Trapped in a lift, undergraduate students Harry Lucas and Liam Ellul immediately struck up a conversation about “the future and how it was going to happen”.

The conversation ended with the makings of a business idea and ultimately saw the creation of start-up Seer Insights.

“We were originally looking at hyperspectral imaging for broadacre farming and drawing inferences from that kind of data,” Ellul said.

This type of aerial imaging typically uses drones to overfly paddocks or crops and detect – for example – their health.

The plan was to do this for vineyards but after talking to members of the industry, Ellul and Lucas weren’t confident there was a market for it.

“We were looking at drones as a data collection system,” Lucas said.

It turned out drones aren’t much use for data collection in vineyards because it can be hard to spot grapes under the canopy of the vines.

But it also turned out that collecting data wasn’t a burning issue among viticulturists.

“We went into one viticulturist’s office and he pretty much said, ‘We have so much data. We don't need more data - we need to know what our yield is’,” Lucas said.

Until now, yields have mostly been calculated by hand. Grape growers will count bunches in various parts of the vineyard and then mathematically extract an estimation of the expected yield of the entire crop.

The estimate is used to calculate production and transport requirements, but can be out by up to 30 percent – which has significant financial implications for the supply chain, Lucas said.

The industry says inaccurate yield estimates cost it about $200 million a year.

Seer Insights’ answer to the problem is to digitise the data collection – growers record bunch counts in a mobile app rather than on paper – and then to apply machine learning algorithms to the data to more accurately work out the expected yield.

The company is testing its GrapeBrain system this growing season with various wineries and contract grape growers in South Australia.

They hope these tests will prove the system’s efficacy and provide valuable feedback on any tweaks needed before the system can be made commercially available.

The system itself is built on top of a Microsoft stack which the co-founders have stitched together.

The architecture decision in some ways isn’t surprising – they recently won an entrepreneurial competition at the University of Adelaide that was sponsored by Microsoft.

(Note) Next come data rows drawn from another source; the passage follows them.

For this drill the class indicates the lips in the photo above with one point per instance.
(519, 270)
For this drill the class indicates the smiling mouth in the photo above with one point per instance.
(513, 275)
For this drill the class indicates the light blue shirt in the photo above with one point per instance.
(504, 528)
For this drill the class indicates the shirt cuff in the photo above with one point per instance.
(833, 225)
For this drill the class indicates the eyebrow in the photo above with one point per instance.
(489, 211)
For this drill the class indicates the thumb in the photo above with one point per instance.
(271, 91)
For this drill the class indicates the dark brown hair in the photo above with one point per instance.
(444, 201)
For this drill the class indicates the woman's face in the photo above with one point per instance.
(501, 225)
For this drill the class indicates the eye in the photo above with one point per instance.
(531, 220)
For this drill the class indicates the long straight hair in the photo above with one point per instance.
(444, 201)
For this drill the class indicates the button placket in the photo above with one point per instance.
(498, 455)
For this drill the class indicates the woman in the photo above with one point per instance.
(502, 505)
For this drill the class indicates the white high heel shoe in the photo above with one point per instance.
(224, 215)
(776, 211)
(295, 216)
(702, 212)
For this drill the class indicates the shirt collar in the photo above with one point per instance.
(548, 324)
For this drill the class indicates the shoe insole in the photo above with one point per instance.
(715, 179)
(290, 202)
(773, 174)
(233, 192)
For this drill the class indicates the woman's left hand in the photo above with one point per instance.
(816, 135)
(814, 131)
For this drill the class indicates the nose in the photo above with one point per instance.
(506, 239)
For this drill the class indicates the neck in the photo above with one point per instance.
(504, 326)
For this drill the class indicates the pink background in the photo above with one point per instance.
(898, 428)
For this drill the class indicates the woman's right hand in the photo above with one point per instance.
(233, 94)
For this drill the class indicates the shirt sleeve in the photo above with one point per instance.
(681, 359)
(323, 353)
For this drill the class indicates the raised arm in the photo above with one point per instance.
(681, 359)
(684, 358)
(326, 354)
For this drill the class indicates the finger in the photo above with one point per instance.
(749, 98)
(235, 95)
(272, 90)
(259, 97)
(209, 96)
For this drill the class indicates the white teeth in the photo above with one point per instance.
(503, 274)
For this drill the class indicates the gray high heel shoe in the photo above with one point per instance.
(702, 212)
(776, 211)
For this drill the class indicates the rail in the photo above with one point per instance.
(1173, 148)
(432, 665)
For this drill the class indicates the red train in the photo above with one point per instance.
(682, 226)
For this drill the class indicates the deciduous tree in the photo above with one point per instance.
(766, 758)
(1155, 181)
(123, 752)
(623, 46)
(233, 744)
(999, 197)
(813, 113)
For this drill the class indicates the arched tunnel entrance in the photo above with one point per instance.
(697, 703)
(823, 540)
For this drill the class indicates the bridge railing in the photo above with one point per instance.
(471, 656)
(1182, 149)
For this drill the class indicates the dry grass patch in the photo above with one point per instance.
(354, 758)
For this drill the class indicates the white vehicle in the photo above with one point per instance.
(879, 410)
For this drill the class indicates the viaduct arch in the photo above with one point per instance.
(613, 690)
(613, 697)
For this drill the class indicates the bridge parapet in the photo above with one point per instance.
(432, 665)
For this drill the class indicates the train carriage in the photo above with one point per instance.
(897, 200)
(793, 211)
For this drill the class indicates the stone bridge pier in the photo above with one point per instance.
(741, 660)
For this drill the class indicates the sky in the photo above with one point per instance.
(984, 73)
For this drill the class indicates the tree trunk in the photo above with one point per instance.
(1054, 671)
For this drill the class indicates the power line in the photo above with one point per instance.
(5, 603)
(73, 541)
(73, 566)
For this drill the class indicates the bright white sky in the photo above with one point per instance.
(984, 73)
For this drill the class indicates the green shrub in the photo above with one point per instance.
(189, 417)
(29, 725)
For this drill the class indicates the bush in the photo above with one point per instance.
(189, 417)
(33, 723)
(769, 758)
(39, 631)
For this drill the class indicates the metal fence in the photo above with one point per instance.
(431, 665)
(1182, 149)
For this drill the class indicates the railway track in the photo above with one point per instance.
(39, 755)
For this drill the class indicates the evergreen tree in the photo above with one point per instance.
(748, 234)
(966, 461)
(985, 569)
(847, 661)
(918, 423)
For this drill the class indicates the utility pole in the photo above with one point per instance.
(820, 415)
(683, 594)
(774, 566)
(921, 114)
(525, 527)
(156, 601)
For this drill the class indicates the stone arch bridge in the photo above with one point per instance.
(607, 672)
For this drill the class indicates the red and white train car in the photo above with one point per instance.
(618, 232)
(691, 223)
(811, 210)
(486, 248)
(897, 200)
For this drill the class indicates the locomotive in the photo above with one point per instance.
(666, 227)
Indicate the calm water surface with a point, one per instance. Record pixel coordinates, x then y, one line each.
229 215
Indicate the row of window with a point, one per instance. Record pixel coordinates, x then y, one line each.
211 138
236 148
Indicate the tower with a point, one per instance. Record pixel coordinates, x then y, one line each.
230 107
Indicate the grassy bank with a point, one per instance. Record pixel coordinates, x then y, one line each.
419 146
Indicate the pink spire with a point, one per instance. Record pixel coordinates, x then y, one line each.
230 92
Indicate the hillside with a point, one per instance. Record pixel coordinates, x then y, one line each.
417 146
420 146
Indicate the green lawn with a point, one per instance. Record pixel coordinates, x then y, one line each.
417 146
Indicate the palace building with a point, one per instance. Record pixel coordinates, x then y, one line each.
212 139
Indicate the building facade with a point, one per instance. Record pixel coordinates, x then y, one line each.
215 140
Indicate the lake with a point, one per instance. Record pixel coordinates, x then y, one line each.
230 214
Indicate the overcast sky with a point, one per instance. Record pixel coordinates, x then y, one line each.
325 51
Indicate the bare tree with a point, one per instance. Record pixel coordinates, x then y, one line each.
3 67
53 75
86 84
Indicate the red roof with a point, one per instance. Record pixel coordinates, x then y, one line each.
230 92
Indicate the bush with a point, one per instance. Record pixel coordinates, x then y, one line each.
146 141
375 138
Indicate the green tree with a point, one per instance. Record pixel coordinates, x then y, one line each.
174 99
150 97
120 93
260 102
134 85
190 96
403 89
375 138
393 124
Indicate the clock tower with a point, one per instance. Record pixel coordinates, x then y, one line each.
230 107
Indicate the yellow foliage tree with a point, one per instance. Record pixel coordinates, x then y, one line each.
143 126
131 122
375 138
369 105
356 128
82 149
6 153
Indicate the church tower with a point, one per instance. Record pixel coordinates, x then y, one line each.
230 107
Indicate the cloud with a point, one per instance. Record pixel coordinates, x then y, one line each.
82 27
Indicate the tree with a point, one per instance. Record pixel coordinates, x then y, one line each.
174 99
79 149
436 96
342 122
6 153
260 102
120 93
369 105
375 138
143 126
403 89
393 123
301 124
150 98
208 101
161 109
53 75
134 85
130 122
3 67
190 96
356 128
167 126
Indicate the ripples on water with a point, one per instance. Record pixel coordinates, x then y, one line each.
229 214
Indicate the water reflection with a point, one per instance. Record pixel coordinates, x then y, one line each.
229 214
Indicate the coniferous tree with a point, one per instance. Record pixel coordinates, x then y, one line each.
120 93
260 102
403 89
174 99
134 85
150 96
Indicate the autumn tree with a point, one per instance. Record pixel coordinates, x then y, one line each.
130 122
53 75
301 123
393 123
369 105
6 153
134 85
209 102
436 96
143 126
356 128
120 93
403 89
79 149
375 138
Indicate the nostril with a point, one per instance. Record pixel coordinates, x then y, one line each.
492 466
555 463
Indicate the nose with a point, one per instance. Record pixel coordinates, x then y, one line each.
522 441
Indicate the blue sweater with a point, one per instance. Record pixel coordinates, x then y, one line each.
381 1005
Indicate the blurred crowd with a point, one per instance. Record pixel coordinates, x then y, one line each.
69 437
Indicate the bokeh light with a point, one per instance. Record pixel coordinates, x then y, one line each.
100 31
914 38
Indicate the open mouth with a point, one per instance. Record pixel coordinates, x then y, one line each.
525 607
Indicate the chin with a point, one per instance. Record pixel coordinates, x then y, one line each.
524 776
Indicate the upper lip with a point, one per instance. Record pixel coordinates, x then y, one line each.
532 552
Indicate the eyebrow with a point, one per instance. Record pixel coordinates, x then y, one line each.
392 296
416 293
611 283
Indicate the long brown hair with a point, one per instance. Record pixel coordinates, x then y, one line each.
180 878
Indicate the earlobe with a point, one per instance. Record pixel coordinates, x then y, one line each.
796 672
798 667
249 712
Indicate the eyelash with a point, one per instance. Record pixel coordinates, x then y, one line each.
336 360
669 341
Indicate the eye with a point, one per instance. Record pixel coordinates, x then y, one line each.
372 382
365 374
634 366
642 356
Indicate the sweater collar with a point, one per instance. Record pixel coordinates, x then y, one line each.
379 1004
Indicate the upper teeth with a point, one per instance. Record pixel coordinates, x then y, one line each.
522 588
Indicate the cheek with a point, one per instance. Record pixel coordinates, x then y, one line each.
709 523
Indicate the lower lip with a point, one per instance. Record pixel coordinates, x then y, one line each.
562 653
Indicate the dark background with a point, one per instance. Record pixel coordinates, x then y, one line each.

The prize included time at Microsoft’s Innovation Centre in Adelaide and they receive ongoing guidance and support from the technology giant.

With proof of concept testing underway, Seer Insights has only recently begun looking for funding to scale up the business.

“It initially started off for the love [of it],” Ellul said.

“We were operating through necessity. We tried to keep it as lean as possible.”

That included not asking the wine industry for any cash – a strategy Ellul believes has worked well for Seer’s development.

“Because we’re new to the business, when I was going into a large multinational [winery] and asking them for a bunch of their data, I was treading very lightly around asking them for petrol money,” Ellul told Information Age.

“It ended up that not expecting money from the wine organisations was a good thing.

“We've been getting a lot more support internally from these companies now because we’ve displayed that we're serious about this and we're doing it because we think we can get something happening.”

GrapeBrain is not the only initiative that is trying to solve the problem of yield estimation.

UNSW researchers are driving cars and robots mounted with cameras along the rows of grapes in vineyards in a bid to more accurately estimate yields.

They hope to be able to provide accurate estimates even before the vines begin to bud; Seer Insights, by contrast, is predicting estimates up to three months before harvest.

“Ideally wineries would be loving it if you could predict it a year in advance but that gets quite complicated,” Lucas said.